Virginia 'Porn Tax' Bill Delayed Until 2027

Virginia 'Porn Tax' Bill Delayed Until 2027

RICHMOND, Va. — A Virginia House of Delegates subcommittee on Monday voted to postpone until next year consideration of a bill that would impose a 10% tax on the gross receipts of adult websites doing business in that state.

As XBIZ reported last week, HB 720 would levy the proposed new tax on earnings of adult sites “produced, sold, filmed, generated, or otherwise based” in Virginia.

During a Finance subcommittee hearing, the bill’s sponsor, Delegate Eric Zehr, told members that while most tax increases being proposed would disincentivize businesses and services that contribute “in a positive way without societal detriment,” commercial adult sites do the opposite.

“They contribute to the mental health crisis straining our behavioral health system,” Zehr said. “Their profit is our loss.”
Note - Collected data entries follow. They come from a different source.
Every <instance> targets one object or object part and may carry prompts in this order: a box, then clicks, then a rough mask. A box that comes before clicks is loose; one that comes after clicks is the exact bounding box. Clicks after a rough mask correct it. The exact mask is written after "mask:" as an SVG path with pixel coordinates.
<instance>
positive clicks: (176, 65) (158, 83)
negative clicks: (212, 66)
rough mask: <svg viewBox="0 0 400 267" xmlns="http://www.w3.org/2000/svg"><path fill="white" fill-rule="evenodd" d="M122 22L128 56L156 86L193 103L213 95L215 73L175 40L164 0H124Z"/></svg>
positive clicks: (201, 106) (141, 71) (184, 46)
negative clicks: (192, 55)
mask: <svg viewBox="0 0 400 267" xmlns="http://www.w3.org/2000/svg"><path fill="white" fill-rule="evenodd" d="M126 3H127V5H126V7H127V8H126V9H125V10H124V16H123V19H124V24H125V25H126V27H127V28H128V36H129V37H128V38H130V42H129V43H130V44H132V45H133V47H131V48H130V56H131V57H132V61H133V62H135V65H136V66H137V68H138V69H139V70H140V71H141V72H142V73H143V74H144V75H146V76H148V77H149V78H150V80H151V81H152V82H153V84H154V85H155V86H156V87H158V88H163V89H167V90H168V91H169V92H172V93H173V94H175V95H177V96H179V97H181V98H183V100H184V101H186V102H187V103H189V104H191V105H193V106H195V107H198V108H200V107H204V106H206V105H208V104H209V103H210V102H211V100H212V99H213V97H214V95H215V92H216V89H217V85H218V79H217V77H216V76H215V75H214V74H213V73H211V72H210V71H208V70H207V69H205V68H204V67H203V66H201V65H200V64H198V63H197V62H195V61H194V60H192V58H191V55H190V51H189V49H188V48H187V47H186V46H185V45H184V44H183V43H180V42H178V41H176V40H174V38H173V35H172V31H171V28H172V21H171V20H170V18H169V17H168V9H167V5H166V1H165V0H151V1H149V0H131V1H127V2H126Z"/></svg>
Revenue from the proposed new tax would be directed to the state’s Behavioral Health and Developmental Services Trust Fund, which was created to support care and treatment for individuals receiving public mental health, developmental and substance abuse services.

“The purveyors of this content are profiting while the rest of us are paying,” Zehr argued. “Those profiting at the expense of our children need to pitch in.”

Zehr praised Virginia’s age verification law, passed in 2023, but cautioned that the AV law “has not come close to resolving the solution for the issue affecting our kids.”

“This legislation would disincentivize these providers from further damaging our children’s mental health and development, and simultaneously help promote their mental health by increasing the income going into the Behavioral Health and Developmental Services Trust Fund,” Zehr told the subcommittee. “This isn’t simply an ideological attack. There is a direct connection, a direct line between this and what we’re paying for in the mental health system.”

Subcommittee members, however, raised concerns about constitutionality — which an attorney serving as legislative counsel connected to potential impingement on freedom of speech — as well as about practicality, given the international scope of the adult industry.

Delegate Vivian Watts noted, “Trying to determine how we could enforce this, particularly as a tax matter, would be extraordinarily complicated.”

The subcommittee voted unanimously to carry over the bill until the 2027 legislative session.

Subcommittee Chair Phil Hernandez told Zehr, “We want to give you a chance to keep working on this.”